We count the number of array element reads and writes. To do bubble sort, you need $1 + 4n$ accesses (the initial write to the end, then, in the worst case, two reads and two writes to do $n$ swaps). To do the binary search, we need $2\log n + 2n + 1$ ($2\log n$ for binary search, then, in the worst case, $2n$ to shift the array elements to the right, then 1 to write the array element to its proper position).
So both methods have the same complexity for array implementations, but the binary search method requires fewer array accesses in the long run... asymptotically, half as many. There are other factors at play, naturally.

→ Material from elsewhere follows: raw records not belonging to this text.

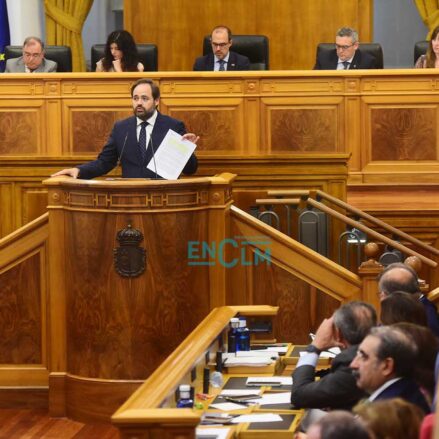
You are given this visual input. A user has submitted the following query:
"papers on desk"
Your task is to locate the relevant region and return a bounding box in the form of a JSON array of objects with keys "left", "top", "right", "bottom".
[
  {"left": 195, "top": 427, "right": 230, "bottom": 439},
  {"left": 147, "top": 130, "right": 197, "bottom": 180},
  {"left": 232, "top": 413, "right": 282, "bottom": 424},
  {"left": 209, "top": 402, "right": 247, "bottom": 412},
  {"left": 245, "top": 376, "right": 293, "bottom": 386},
  {"left": 299, "top": 347, "right": 341, "bottom": 358},
  {"left": 223, "top": 351, "right": 275, "bottom": 367},
  {"left": 252, "top": 392, "right": 291, "bottom": 405}
]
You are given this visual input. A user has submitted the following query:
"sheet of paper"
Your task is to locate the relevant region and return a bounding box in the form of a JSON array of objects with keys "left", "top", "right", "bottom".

Actually, you could use better implementations and only count actual array accesses (not accesses to the element to be inserted). You could do $2n + 1$ for bubble sort, and $\log n + 2n + 1$ for binary search... so if register/cache access is cheap and array access is expensive, searching from the end and shifting along the way (smarter bubble sort for insertion) could be better, though not asymptotically so.
A better solution might involve using a different data structure. Arrays give you O(1) accesses (random access), but insertions and deletions might cost. A hash table could have O(1) insertions & deletions, accesses would cost. Other options include BSTs and heaps, etc. It could be worth considering your application's usage needs for insertion, deletion and access, and choose a more specialized structure.
Note also that if you want to add $m$ elements to a sorted array of $n$ elements, a good idea might be to efficiently sort the $m$ items, then merge the two arrays; also, sorted arrays can be built efficiently using e.g. heaps (heap sort).